Local municipalities don't want to build more housing because, in the grand
scheme of things, a single municipality can't fix the housing crisis, but
allowing new construction in inner-city neighborhoods or low-cost-but-
desirably-located towns is a guaranteed path to gentrification, so most choose
to opt out. Richer neighborhoods don't want new housing because it would
damage their picture-perfect neighborhood character, affect their schools and
infrastructure, etc. So, neighborhoods near the city stay frozen in place,
save a few luxury developments at the prime locations in the city because
these developments can bankroll getting past municipal blockades.

The federal government can fix both of these by cooperating with states. Offer
money earmarked for public transit to states that meet guidelines promoting
large-scale (and, hopefully, equitable across rich & poor neighborhoods)
upzoning efforts near their job centers. Subsidize transit-friendly dense
developments on a large scale, instead of subsidizing suburbs as we have since
WWII.

The good & bad would probably be:

-Good for the environment, as suburban sprawl is greatly damaging to the environment (and necessitates a car-centered lifestyle).

-Good for companies that can more easily attract workers to their headquarters in cities.

-Good for workers who wanted to live in the city but couldn't afford it, or workers who spend a large percentage of their budget on housing because they have a job in the city.

-Good for government budget in the long run (probably) because the cost of infrastructure per capita is cheaper in city than in sprawl

-Good for the economy in the long run?

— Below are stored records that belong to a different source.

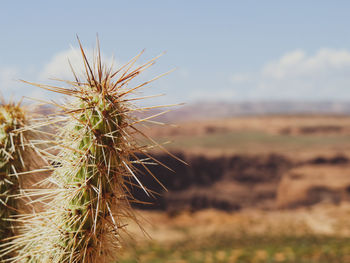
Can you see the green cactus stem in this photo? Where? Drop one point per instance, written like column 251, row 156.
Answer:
column 11, row 163
column 97, row 149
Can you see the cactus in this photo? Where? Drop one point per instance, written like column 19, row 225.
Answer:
column 11, row 162
column 97, row 150
column 17, row 157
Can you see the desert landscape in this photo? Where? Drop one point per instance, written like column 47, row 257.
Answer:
column 257, row 188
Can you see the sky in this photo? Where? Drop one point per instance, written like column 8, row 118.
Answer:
column 222, row 50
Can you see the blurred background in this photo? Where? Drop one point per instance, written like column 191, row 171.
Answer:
column 265, row 129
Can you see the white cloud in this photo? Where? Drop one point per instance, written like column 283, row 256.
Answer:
column 8, row 76
column 58, row 66
column 297, row 75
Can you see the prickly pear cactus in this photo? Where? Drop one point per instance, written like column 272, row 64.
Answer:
column 93, row 171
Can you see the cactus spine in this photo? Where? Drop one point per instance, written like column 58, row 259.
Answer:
column 11, row 163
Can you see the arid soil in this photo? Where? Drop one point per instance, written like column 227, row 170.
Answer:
column 269, row 162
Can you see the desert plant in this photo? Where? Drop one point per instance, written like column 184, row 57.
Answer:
column 17, row 157
column 93, row 170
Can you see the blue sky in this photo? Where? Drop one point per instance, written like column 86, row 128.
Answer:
column 223, row 50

No one really knows on this one, but I would argue current trends show cities are going to be big on capitalizing on 21st century economic opportunities (hence why companies want to relocate near transit).

-Bad for current suburban homeowners, one may expect suburban homes to decrease in price.

-Good or bad, depending on location, for current urban property owners. Urban home prices will (by design) go down with this policy thanks to an influx of housing, but landowners may still make a big profit (for example, if you own a single family home or duplex near a transit line, and it gets upzoned, you could sell it at a premium to a developer who wants to build a midrise or highrise on the land. On the other hand if you own a condo in an existing highrise, it will probably go down in value with a glut of new housing on the market)

------
cromestant
why not just make work be a state more than a place.... Working from home has
so many benefits, including reduction of costs to both employee and employer.